Alien Ants Invade the Waffle House


 

They walk upright, seven feet tall, not counting the antennae,
and pack a laser weapon fused to their purple shell-skin.
They seem to be protected with a force field that our bullets
cannot penetrate. Many major cities have fallen.
The voice on the radio also says they are coming our way.

It’s around midnight, there are eight of us in the diner. I say to them,

This aint no Armageddon; there is no savior here
but for ourselves. We can run and get gunned down
or we can die lying on the floor behind those doors
or under these stools, quivering in our nightmares.
Or we can die standing for our freedom.

It’s just another monster. We make our stand here.

I’ll fetch the stuff we’ll need from the pick-up truck—
malathion, that or-gan-o-phos-phate–in-sec-ti-cide.
It says right chere on the label that it mucks up
their nervous system. Folks, let’s make ‘em nervous.

Frank, get all the bags of grits stored in the back.
Sally, you’re a single mom experienced with deadbeat
bugs, and sweet talk. When they come through that door,
don’t nobody go screaming. Let them take us hostage
lest they’d be forced to kill us. Let’s not do that.

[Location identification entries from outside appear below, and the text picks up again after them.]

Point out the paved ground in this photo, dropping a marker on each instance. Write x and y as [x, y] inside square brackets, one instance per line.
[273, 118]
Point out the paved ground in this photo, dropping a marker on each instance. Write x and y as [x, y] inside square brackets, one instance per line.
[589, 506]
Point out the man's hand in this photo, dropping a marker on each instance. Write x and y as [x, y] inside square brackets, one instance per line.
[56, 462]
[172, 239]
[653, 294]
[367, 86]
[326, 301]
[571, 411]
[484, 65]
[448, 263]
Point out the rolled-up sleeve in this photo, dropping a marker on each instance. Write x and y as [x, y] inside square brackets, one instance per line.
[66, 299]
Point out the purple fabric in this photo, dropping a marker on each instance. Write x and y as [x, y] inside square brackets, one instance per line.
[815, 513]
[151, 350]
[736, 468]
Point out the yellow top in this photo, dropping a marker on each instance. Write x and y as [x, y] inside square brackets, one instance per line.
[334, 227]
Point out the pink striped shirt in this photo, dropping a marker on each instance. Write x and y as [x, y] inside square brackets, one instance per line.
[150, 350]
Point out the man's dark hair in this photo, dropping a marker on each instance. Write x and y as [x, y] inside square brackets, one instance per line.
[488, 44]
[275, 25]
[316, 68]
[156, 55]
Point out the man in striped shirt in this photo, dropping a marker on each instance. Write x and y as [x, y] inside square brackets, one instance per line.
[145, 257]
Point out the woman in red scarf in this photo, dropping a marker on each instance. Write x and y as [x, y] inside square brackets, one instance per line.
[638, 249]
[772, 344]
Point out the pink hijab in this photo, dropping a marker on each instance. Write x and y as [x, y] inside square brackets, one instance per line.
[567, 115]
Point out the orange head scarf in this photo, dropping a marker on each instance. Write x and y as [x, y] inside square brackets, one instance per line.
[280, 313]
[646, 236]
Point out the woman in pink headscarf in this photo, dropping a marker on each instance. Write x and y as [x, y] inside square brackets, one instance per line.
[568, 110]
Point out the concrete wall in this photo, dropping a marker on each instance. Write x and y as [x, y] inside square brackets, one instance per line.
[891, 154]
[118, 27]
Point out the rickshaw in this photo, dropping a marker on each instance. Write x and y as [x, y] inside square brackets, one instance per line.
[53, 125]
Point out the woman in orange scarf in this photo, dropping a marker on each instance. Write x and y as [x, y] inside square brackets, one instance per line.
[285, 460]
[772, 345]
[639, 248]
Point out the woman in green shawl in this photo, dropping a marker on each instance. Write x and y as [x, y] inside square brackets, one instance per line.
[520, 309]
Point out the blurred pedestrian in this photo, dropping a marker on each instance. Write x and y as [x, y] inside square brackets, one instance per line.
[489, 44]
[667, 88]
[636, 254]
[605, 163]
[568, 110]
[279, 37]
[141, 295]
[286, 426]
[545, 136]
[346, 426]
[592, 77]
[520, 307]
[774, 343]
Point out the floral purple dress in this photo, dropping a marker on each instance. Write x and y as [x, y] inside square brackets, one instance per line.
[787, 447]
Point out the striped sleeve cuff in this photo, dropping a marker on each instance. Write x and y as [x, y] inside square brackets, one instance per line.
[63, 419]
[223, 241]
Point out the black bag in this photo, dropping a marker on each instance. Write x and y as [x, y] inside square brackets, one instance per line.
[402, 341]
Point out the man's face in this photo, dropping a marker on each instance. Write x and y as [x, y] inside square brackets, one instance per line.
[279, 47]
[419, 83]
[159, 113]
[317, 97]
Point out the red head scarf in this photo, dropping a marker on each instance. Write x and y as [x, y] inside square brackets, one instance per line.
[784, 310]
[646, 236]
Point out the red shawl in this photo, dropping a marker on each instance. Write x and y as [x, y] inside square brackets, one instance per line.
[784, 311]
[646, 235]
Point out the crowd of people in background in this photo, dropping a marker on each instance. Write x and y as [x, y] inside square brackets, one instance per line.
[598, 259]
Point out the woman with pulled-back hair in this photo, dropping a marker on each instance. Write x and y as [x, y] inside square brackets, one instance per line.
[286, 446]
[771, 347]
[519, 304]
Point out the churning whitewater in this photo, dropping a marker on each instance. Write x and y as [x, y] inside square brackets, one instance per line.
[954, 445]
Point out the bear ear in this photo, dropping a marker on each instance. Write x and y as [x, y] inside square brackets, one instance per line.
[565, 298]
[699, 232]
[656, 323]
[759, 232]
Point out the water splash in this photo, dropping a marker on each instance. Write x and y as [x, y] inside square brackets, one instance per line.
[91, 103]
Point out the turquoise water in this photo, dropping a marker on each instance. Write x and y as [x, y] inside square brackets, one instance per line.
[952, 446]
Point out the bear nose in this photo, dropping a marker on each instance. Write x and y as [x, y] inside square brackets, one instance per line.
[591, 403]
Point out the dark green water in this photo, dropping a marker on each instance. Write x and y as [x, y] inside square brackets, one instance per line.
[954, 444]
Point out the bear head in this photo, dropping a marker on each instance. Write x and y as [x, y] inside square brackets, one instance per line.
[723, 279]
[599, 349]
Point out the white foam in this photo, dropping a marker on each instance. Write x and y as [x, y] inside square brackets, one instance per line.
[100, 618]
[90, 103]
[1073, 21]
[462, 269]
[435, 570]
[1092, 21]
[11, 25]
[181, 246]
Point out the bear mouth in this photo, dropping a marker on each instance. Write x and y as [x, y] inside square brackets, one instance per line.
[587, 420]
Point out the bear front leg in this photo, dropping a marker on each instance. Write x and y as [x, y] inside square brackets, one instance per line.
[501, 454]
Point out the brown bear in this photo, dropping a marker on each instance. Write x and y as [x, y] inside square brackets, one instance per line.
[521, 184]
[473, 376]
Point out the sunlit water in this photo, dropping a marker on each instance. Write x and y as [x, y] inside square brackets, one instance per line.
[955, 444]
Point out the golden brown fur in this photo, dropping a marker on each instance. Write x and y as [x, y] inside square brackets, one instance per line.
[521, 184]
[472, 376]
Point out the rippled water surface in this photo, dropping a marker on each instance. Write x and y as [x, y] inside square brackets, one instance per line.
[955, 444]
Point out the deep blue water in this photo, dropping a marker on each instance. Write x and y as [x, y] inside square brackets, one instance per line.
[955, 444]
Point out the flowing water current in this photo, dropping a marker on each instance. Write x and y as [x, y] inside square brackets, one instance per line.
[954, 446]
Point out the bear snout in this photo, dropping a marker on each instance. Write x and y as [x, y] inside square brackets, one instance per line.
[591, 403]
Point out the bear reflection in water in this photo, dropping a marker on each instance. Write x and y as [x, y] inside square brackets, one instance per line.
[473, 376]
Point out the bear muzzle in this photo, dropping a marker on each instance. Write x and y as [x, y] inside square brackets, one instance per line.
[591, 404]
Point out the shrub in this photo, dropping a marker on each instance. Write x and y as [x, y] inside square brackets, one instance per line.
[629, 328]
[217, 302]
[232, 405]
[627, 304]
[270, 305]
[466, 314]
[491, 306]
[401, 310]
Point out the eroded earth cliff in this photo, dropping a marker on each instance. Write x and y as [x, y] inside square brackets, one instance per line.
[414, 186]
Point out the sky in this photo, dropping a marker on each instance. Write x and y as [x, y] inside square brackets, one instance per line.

Sally nods as she draws her last breath
from a menthol cigarette, flicks the finished butt,
and grinds the nicotine-rich nub into the asphalt.
I stare at her shoes arcing the ground, pressing.
I remember a few days ago stomping out a fire
ant hive, grinding their formic acid carcasses
into Texas dirt, the sweet alkaline dirt.

We feel the high-pitched static in the air
as the giant ants approach the diner. We sit still
as they march inside. Sally, behind the counter, extends
the trays full of sugar and powdered grits for a swell
meal laced with malathion, just to make sure.
Ants can’t smell malathion.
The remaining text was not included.